In order to study geopolitics, scholarship is useful — but imagination is essential. When we think back over the 20th century, it is extraordinary how radically the world changed every 20 years or so. Think of the difference between 1900, 1920, 1940, 1960, 1980 and 2000. Hardly any sober scholar at any of these points could have imagined the nature of the world 20 years hence. Scholars tend to think in linear terms — 2020 will be like 2000, only more so. In fact, if history holds true, 2020 will be extraordinarily different from what any of us imagine now. The modern world, on this level, is a world of discontinuities.
It is difficult to see the forest when you are counting trees, and scholars and experts are disciplined in tree counting. Reagan was not. He called himself a “big picture man” and was ridiculed for it, with people claiming he was out of touch with reality. Perhaps, but the empirical fact is this: He was right when all of the people who saw themselves as intimately in touch with reality were wrong. The scholars and specialists were arguing that the United States must reach a broad détente with the Soviet Union because, like it or not, we shared a small planet. Reagan said living with the “evil empire” was unnecessary because it was going to collapse.
In our business, there is one measure of success: being right. Reagan was right on the most important issue of the second half of the 20th century. Some might say he just got lucky, but, frankly, we don’t buy that. He was right because he reduced the problem to its essence. He looked at the Soviet Union as a poorly functioning empire and argued that the Soviet system was going to lose control of that empire. His argument was simple, but it was not simplistic. That is what his critics always missed: Geopolitical analysis must be simple; it must identify the essential force and ignore the secondary and tertiary forces. The underlying engine of a historical epoch must be identified. Specialists create models that include too many variables — and come up with the answer that the situation is too complicated to predict what will happen, and will probably never change. Reagan reduced the problem to its essence and correctly identified the trajectory.

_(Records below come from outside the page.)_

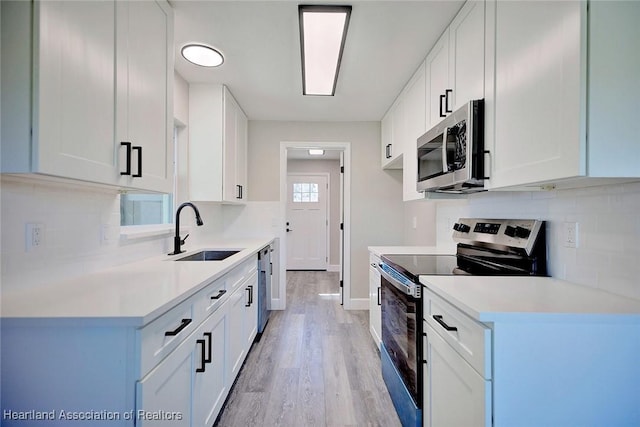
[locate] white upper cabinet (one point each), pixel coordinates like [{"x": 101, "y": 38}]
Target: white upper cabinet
[
  {"x": 437, "y": 85},
  {"x": 217, "y": 145},
  {"x": 391, "y": 129},
  {"x": 563, "y": 98},
  {"x": 414, "y": 127},
  {"x": 455, "y": 64},
  {"x": 79, "y": 79},
  {"x": 145, "y": 91},
  {"x": 466, "y": 54}
]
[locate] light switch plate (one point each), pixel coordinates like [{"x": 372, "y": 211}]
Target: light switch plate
[{"x": 570, "y": 234}]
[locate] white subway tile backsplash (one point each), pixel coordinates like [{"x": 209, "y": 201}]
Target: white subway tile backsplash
[{"x": 608, "y": 227}]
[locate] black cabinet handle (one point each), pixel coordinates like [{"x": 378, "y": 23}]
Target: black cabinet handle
[
  {"x": 202, "y": 367},
  {"x": 250, "y": 289},
  {"x": 127, "y": 168},
  {"x": 447, "y": 92},
  {"x": 139, "y": 150},
  {"x": 183, "y": 324},
  {"x": 210, "y": 336},
  {"x": 438, "y": 318},
  {"x": 220, "y": 293}
]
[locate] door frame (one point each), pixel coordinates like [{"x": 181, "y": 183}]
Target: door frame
[
  {"x": 327, "y": 207},
  {"x": 345, "y": 262}
]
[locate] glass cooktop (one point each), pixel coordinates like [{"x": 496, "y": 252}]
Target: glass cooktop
[{"x": 414, "y": 265}]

We tend to confuse the terms “intellectual” and “intelligent.” An intellectual is a person who makes his living dealing in ideas. He is learned by profession. He could also be a moron. There is no guarantee that an intellectual is intelligent. At the same time, there are people who are enormously intelligent, but not at all intellectual. They do not make their living working with ideas. They are not learned. But their unencumbered intelligence can sometimes see the future more clearly than someone who is encumbered by complex ideas that their intelligence can’t sort through.
Reagan was no intellectual. That allowed him to see things that intellectuals could not see. He was ridiculed savagely in his time. He was called a cowboy, ready to involve the United States in dangerous, even nuclear wars. He was accused of ignoring the sophisticated advice of European allies. He was accused of using simplistic moralizing and silly analogies to analyze the Cold War. There was little he was not accused of. But in the end he was right about the course history would take — and his critics were wrong.
In the intelligence racket, the pay is low, the hours long and respect hard to find. There is one compensatory pleasure: the ability to say, on occasion, “I told you so.” As Reagan is buried, let us all pause and say on his behalf to the Council on Foreign Relations, retired European diplomats and the entire faculty of Harvard University: “He told you so.”